Early stopping monitors global validation loss and halts all parameter updates simultaneously, which is computationally costly for large transformers due to the extended time required for validation inference. We propose \textit{GradES}, a novel gradient-based early stopping approach that operates within transformer components (attention projections and Feed-Forward layer matrices). We found that different components converge at varying rates during fine-tuning for both language and vision-language models. \textit{GradES} tracks the magnitude of gradient changes in backpropagation for these matrices during training.
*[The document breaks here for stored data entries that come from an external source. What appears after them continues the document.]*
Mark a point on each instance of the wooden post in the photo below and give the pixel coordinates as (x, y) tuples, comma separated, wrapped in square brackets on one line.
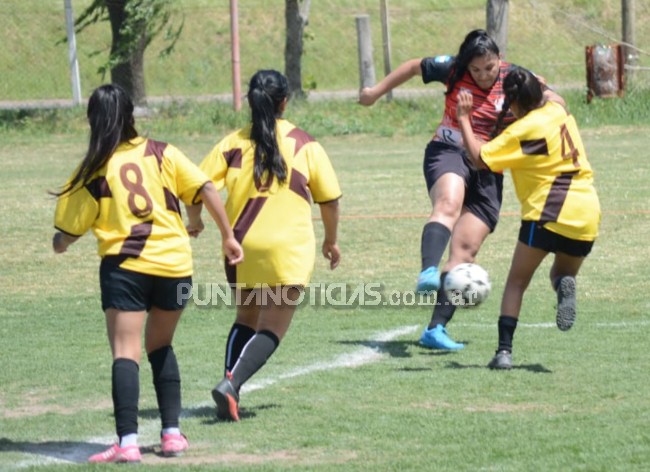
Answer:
[(366, 66), (72, 53), (497, 23), (630, 54), (234, 45), (385, 33)]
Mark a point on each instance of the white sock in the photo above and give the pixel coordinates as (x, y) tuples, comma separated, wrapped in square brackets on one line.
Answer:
[(129, 440), (171, 431)]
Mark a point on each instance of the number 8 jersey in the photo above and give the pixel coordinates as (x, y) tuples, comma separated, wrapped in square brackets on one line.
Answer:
[(550, 171), (133, 207)]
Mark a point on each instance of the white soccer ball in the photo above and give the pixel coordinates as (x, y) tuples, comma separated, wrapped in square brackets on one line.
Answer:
[(467, 285)]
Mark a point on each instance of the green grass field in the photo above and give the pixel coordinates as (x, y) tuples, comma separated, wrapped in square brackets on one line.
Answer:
[(349, 388)]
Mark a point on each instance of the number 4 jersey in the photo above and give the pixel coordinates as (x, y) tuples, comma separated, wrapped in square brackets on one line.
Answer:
[(133, 207), (552, 177)]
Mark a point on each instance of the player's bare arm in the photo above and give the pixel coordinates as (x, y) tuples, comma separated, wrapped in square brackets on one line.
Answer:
[(406, 71), (330, 215), (212, 201)]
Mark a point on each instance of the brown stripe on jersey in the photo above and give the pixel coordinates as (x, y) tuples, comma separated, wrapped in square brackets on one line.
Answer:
[(556, 197), (535, 146), (298, 183), (231, 272), (249, 213), (134, 242), (156, 149), (301, 137), (171, 201), (99, 188), (233, 158)]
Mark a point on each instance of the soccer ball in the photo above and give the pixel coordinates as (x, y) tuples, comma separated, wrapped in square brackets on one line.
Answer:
[(467, 285)]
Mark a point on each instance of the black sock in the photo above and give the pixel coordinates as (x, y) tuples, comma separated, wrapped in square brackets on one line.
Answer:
[(507, 326), (167, 383), (254, 355), (443, 311), (435, 237), (126, 392), (237, 338)]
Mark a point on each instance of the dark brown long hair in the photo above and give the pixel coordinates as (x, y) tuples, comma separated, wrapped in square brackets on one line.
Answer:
[(477, 43), (266, 93), (110, 116)]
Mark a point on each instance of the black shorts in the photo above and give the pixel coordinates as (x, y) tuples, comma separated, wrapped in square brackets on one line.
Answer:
[(126, 290), (533, 234), (483, 188)]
When a projection matrix's magnitude of gradient changes fall below a convergence threshold $τ$, we exclude that projection matrix from further updates individually, eliminating costly validation passes while allowing slow converging matrices to continue learning. \textit{GradES} speeds up training time by 1.57--7.22$\times$ while simultaneously enhancing generalization through early prevention of overfitting, resulting in 1.2\% higher average accuracy in language tasks and 3.88\% on multimodal benchmarks.